Some of the tracks are songs by Muddy Waters, Little Walter, Rod Dawes, Bob Dylan and Jesse Fuller, which Smerin thinks have been most badly mistreated. The rest are songs with a personal meaning for the London-born guitarist.

Smerin, who is practically unknown in Germany, has been playing guitar since he was seven. He has accompanied B.B. King, John Lee Hooker and Bobby 'Blue' Bland. He has a relaxed fingerpicking style, influenced by the Mississippi and Memphis traditions, with no superfluous solos and embellishments. The accent is on the song itself.
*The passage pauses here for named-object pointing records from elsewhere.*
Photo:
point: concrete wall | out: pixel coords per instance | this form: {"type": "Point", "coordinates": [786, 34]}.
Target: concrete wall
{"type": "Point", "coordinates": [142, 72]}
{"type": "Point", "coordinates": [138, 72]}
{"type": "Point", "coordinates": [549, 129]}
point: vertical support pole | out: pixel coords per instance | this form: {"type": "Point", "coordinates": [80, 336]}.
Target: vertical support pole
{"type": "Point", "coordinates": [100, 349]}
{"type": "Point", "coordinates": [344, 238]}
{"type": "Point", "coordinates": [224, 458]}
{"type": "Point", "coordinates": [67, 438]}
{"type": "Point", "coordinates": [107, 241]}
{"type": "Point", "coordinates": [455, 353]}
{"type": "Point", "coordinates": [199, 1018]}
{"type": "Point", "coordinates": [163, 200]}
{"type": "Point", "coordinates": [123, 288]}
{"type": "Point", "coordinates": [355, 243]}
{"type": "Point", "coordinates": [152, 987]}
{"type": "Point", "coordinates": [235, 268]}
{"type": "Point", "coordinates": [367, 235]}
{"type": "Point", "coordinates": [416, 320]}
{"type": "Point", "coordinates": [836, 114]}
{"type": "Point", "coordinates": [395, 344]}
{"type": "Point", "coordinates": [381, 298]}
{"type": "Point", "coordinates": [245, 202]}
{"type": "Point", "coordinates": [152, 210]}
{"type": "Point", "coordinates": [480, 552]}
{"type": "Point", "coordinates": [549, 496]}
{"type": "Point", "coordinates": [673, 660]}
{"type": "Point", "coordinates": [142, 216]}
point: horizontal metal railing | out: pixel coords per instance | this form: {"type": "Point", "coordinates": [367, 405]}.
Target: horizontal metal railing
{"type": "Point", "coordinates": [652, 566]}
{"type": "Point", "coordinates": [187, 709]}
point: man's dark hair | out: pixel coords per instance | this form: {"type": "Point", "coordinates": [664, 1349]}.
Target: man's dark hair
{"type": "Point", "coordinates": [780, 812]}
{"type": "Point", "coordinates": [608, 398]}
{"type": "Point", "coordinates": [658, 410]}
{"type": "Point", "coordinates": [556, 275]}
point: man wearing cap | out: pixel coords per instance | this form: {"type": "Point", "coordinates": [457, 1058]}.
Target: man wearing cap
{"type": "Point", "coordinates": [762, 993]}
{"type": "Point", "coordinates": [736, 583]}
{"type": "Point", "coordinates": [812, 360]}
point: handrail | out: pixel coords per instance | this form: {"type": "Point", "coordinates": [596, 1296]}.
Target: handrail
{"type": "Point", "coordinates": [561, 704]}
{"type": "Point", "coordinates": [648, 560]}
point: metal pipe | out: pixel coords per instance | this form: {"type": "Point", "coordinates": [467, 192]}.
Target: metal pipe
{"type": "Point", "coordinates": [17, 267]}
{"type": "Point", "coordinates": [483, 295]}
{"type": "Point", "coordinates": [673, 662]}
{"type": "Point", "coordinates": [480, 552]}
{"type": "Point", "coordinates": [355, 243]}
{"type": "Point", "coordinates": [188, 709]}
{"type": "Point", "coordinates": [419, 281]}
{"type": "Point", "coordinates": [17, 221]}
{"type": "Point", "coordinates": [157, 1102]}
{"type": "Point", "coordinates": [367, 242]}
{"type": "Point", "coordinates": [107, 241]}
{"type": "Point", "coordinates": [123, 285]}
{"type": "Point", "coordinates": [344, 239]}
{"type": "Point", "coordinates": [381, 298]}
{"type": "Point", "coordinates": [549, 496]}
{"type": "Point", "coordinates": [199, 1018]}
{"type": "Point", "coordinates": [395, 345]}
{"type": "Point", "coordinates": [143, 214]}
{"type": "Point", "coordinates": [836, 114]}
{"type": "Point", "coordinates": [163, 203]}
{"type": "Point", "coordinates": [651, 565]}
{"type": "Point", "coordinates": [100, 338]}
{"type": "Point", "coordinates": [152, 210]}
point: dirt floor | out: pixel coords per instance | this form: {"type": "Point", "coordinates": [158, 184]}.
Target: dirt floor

Singing is often the weak point of European Blues performers. Smerin has a voice. A warm voice, somewhat irregular in the higher reaches, that always stays close to the spoken word. A voice that is wonderfully suited to his fluent fingerpicking. You can feel Smerin's love for these songs, which all have a story to tell. He often gives them a personal twist. The abrupt ending to his version of "Me An' T' Chauffeur", which was often sung by Jo Ann Kelly, is a reminder of the singer's tragic early death.

Whether Smerin is singing the "San Francisco Bay Blues" or calling on the wind to "Blow Wind Blow", his rendering is always sensitive and true to the original, yet stands on its own.
There are subtle links between the songs. Dylan's "Blind Willie McTell" precedes "Delia" - McTell's own arrangement. The cover notes give a lot of background. The songs were recorded in Berlin in less than six hours. "The result is not perfect," Smerin writes, "but then, neither am I."

Smerin will be performing along with Blues guitarist Klaus Brandl at 8 p.m. on Saturday at the Kuturforum Schlachthof.